You can buy a 20-pin to 24-pin converter cable. It costs around Rs. 150/- and easy to install with all the standard sockets. Just attach 20-pin side of the converter to your existing 20-pin smps cable. The other end of the converter is 24-pin so you wont have to play with any wires.


----------



## gauravakaasid (Sep 24, 2006)

hmmm...so wil usin 24 pin improve my pc performance? can u confirm this..


----------



## janitha (Sep 24, 2006)

gauravakaasid said:
			
		

> hmmm...so wil usin 24 pin improve my pc performance? can u confirm this..

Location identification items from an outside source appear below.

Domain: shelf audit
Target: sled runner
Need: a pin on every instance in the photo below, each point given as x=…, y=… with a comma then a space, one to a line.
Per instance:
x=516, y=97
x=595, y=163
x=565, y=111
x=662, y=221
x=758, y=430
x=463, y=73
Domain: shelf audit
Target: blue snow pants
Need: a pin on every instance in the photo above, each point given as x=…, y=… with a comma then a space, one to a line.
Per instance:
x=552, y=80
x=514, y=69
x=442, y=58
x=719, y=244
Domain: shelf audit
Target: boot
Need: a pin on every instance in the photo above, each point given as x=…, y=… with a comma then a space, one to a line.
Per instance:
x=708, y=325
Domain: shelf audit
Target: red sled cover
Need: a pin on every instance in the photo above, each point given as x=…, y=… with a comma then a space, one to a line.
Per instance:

It will not improve performance and will be a waste of money unless the Mobo will accept only a 24 pin one. I had used A8N-E Mobo (24 pin) with a good 20 pin PSU for more than one year with absolutely no problem. (presently repaced by Antec SP 500 having 24 pins) But I had heard that certain Mobos do not support 20 pin coonection.


----------



## sourav (Sep 25, 2006)

but I heard that some mobos get heated more if we use a 20 pin in place 24 pin, my mobo do support 20 pin and it is working on that 20 pin wala


----------